6.1.4. UART Control

The OpenMV Cam has a main UART on pins P4 (TX) and P5 (RX) which you can use for serial communication. To create a UART object do the following:

import pyb

uart = pyb.UART(3, 115200, timeout_char = 1000)

First, let’s breakdown what we did. The first argument is the UART bus. This is the index of the UART bus on the OpenMV Cam. You have to call the UART constructor with this value because we’re leveraging the pyb module from MicroPython’s pyboard. The second value is the baudrate which can be any standard baudrate value you like. Finally, the third argument tells the driver to wait up to 1 second between sending chars if the UART is busy. The default value for timeout_char of 0 causes the driver to abadon sending characters if your code ever has to block waiting for space in the UART buffer which is something you don’t want (generally).

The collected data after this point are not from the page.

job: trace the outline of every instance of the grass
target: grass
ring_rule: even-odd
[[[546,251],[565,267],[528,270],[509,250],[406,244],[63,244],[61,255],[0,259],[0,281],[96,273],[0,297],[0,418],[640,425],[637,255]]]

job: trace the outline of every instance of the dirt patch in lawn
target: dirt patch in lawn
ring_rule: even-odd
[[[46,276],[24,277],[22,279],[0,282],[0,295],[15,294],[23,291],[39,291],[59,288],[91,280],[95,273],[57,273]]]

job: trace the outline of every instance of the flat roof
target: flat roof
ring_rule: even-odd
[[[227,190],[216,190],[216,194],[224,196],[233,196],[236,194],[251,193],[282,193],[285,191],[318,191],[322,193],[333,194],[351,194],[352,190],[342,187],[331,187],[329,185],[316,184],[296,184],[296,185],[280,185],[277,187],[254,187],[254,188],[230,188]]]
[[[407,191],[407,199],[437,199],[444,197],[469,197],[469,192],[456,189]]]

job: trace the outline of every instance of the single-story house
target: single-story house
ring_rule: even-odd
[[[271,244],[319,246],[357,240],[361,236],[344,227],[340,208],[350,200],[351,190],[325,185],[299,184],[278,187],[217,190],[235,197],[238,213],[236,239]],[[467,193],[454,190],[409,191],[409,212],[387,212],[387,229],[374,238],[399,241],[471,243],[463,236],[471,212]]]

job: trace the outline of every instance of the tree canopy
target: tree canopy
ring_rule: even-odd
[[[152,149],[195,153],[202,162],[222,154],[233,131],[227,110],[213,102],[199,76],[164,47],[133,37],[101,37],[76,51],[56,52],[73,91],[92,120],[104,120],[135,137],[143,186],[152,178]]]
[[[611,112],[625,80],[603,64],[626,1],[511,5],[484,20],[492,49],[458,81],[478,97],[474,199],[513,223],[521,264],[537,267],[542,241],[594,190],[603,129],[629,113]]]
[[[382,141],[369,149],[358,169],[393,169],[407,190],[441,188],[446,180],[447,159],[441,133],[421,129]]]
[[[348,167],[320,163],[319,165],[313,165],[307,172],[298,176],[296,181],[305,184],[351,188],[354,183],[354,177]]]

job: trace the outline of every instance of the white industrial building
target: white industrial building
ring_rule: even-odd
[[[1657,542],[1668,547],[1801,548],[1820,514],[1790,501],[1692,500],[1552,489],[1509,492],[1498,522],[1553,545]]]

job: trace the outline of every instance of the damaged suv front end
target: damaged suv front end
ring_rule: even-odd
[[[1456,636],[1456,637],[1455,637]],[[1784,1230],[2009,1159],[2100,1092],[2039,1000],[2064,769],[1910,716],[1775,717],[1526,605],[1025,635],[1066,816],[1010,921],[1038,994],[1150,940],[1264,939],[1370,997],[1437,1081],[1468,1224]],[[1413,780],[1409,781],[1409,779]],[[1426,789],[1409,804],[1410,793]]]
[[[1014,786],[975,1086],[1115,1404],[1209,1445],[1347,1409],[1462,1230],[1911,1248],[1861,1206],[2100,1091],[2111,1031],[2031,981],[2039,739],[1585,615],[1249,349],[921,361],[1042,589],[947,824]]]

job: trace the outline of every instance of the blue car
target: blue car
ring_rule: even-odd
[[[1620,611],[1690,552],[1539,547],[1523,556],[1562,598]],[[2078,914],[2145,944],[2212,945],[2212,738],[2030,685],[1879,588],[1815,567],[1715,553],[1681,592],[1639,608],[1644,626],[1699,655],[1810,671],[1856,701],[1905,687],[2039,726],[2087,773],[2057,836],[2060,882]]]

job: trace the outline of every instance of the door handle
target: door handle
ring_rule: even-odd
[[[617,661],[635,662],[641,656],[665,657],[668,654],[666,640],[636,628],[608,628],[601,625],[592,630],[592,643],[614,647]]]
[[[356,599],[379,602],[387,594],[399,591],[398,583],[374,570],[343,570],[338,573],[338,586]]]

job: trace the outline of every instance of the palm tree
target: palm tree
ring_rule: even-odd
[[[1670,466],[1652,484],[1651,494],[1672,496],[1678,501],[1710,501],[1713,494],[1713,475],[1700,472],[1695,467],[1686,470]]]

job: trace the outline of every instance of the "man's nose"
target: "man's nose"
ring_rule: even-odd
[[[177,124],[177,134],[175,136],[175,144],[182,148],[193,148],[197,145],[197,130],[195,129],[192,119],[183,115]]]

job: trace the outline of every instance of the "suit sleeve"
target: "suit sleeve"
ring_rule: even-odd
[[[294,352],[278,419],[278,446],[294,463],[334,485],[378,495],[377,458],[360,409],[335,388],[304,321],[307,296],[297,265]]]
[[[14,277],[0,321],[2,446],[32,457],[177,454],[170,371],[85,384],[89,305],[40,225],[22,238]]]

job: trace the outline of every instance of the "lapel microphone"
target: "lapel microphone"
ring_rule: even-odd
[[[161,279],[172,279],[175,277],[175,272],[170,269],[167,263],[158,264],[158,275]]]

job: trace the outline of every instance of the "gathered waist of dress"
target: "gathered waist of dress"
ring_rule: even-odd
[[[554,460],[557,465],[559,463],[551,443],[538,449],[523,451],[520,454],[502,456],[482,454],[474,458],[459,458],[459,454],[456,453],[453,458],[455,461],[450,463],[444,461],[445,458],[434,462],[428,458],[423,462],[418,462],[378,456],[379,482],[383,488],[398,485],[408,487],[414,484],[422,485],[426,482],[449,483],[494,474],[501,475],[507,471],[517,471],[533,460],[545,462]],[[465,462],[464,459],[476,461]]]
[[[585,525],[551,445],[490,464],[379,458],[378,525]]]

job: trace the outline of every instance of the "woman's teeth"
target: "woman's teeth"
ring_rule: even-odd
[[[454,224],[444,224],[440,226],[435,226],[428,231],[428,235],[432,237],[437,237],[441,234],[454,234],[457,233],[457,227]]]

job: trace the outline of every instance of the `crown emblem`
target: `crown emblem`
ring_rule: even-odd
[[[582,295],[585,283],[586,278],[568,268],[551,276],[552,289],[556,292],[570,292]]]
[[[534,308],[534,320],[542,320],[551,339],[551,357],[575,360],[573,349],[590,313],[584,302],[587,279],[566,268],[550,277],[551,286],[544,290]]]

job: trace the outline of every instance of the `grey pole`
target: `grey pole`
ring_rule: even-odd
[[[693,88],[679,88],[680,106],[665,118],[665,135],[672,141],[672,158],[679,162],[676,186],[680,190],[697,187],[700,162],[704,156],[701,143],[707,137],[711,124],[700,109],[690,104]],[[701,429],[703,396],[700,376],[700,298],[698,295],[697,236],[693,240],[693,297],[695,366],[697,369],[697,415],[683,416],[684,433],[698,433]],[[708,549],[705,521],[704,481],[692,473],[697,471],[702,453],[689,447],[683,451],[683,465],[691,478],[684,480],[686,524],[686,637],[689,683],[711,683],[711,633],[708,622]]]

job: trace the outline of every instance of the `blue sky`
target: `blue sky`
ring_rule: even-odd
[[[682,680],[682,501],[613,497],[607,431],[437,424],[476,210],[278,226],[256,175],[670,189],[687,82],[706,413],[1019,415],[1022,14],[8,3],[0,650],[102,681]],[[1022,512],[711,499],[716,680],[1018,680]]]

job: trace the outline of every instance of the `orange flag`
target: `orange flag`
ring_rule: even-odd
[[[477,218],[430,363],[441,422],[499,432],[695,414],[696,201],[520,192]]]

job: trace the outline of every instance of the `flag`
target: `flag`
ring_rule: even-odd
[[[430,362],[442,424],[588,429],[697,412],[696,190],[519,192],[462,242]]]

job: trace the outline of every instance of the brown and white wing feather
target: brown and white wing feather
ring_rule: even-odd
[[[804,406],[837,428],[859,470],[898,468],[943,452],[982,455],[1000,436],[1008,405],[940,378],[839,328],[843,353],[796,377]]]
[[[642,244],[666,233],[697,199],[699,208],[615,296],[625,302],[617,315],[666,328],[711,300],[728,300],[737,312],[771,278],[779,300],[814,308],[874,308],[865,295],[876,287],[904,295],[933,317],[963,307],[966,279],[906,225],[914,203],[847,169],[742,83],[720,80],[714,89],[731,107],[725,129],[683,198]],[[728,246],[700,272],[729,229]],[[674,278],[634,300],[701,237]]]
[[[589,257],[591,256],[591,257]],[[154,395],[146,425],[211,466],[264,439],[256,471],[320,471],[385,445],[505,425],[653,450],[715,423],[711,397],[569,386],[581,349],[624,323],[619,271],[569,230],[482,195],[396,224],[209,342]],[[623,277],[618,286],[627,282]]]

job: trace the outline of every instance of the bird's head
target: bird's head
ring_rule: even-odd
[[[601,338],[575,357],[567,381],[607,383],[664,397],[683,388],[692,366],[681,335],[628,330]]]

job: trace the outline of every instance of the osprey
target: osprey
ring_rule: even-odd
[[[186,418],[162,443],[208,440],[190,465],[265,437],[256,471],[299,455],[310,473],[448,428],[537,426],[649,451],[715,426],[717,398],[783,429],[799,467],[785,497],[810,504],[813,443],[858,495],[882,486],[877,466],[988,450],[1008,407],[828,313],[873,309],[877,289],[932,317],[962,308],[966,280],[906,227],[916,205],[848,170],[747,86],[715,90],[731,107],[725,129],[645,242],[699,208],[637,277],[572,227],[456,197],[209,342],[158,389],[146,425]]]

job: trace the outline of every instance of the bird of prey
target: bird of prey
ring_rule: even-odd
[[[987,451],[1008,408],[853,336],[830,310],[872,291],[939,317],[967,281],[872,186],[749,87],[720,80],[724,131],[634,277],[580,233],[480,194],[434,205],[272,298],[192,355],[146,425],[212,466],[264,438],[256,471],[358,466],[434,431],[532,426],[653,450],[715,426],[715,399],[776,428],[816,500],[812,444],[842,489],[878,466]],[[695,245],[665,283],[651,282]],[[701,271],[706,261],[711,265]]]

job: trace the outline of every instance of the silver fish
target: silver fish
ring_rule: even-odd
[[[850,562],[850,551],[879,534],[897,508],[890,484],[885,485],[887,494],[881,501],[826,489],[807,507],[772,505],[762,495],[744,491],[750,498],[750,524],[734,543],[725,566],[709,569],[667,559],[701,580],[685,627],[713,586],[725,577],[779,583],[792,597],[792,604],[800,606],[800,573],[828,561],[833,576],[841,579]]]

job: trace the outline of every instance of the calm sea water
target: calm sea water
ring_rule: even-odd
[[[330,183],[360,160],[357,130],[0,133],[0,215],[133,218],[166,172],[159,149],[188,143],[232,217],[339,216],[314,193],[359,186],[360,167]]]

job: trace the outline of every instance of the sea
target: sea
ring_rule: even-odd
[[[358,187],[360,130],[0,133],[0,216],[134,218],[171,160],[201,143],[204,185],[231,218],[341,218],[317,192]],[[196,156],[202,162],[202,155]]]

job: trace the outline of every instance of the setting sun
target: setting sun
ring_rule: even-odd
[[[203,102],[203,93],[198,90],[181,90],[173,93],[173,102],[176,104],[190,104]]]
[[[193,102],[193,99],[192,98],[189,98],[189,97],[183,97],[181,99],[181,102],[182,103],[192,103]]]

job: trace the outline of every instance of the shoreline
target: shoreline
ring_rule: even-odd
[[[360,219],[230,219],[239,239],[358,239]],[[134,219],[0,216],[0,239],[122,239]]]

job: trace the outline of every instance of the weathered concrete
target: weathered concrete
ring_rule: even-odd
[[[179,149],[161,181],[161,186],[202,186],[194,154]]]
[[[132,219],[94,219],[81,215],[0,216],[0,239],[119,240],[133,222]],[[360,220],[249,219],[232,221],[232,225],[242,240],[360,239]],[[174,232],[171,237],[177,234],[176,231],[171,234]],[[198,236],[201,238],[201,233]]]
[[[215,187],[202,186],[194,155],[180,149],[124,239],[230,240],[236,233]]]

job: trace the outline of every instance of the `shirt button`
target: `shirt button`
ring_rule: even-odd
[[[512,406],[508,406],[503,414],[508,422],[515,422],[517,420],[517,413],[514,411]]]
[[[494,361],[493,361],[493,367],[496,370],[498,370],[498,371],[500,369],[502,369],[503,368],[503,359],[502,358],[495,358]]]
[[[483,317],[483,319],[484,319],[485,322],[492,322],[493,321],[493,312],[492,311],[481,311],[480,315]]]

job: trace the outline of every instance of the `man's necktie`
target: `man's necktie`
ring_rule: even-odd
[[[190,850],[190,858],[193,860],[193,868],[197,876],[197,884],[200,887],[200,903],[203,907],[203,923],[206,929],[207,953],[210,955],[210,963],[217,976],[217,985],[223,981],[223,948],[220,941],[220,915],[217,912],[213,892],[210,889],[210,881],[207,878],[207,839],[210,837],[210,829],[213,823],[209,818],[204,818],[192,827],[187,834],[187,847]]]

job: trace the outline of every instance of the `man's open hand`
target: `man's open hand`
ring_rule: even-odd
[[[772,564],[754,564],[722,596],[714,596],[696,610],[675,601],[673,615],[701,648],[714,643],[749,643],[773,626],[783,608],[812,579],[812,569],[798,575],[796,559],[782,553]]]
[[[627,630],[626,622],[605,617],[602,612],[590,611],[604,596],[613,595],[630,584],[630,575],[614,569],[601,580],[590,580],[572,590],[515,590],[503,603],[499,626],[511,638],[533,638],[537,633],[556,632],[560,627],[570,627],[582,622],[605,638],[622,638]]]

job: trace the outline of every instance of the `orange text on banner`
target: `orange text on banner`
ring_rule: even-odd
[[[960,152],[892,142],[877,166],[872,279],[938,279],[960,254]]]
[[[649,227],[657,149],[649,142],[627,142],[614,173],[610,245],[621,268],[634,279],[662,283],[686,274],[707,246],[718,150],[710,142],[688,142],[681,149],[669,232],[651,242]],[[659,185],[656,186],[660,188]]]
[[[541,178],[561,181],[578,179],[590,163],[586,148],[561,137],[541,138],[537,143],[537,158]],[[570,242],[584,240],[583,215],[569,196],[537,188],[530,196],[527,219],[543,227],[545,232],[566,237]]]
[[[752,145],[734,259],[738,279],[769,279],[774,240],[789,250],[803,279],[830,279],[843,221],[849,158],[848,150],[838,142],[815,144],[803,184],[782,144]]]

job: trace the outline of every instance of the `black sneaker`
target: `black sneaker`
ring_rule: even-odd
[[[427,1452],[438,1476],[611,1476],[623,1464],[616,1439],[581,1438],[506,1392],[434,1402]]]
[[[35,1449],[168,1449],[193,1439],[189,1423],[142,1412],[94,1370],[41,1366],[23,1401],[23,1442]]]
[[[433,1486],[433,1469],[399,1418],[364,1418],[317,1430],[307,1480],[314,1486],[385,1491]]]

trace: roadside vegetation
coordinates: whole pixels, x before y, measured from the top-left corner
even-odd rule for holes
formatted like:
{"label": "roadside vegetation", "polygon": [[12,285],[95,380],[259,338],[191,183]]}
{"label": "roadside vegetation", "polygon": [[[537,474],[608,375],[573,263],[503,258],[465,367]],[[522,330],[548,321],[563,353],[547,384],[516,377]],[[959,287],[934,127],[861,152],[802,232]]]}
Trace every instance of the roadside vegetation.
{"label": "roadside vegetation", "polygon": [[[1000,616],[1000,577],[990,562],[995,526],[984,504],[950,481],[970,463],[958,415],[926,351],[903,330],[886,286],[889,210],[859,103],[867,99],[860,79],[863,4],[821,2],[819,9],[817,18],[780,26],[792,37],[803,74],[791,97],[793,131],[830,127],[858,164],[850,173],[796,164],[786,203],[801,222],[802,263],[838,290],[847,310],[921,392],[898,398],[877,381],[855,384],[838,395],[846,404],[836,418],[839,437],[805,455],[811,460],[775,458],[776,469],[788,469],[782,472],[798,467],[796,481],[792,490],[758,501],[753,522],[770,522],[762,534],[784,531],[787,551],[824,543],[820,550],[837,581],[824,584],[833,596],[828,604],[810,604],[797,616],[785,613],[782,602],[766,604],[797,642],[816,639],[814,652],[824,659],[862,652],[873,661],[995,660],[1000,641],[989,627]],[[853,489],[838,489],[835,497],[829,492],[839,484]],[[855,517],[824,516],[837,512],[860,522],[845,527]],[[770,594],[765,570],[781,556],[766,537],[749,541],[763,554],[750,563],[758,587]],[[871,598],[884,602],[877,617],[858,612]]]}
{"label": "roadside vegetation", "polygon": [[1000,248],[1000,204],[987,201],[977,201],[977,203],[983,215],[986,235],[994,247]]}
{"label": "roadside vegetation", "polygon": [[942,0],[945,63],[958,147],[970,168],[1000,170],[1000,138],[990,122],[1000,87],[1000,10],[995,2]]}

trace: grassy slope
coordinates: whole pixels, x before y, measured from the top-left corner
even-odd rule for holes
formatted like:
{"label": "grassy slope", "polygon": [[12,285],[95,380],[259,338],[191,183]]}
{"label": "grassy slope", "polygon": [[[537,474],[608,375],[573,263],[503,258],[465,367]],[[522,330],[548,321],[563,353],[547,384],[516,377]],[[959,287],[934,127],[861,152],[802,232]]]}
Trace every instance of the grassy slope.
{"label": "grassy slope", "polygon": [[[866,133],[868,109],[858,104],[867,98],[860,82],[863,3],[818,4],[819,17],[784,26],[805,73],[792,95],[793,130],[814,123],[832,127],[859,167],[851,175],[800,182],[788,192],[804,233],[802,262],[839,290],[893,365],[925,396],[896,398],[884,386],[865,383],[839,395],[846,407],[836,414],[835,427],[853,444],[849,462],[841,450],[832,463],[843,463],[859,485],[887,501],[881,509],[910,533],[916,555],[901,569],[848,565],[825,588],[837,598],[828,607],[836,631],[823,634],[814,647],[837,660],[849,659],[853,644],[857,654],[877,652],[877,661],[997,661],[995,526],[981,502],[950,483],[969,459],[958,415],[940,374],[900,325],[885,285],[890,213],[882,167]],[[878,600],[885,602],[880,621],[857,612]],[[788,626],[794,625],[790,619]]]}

Anyway, once you’ve got a UART object then sending data is easy. Just do:

uart.write("Hello World\n")

And that’s it.

But, if you’d like to send binary data instead, use the struct module. The struct module will let you serialize data easily. Here’s an example:

import ustruct

uart.write(ustruct.pack("<lhb", a_32_bit_value, a_16_bit_value, a_8_bit_value))

The first string above tells ustruct how to pack data into a byte stream. “<” means the data will be packed in little-endian format. “l” means pack a long, “h” means pack a short, and “b” means pack a byte. See the Python Struct Module for more information.

Now, if you’d like to receive data just use the pyb.UART.any() method along with the pyb.UART.read() method. Note that you’ll need to code up some sort of state machine to receive data reliability. For example, see the Examples->Pixy Emulation->pixy_uart_emulation.py example.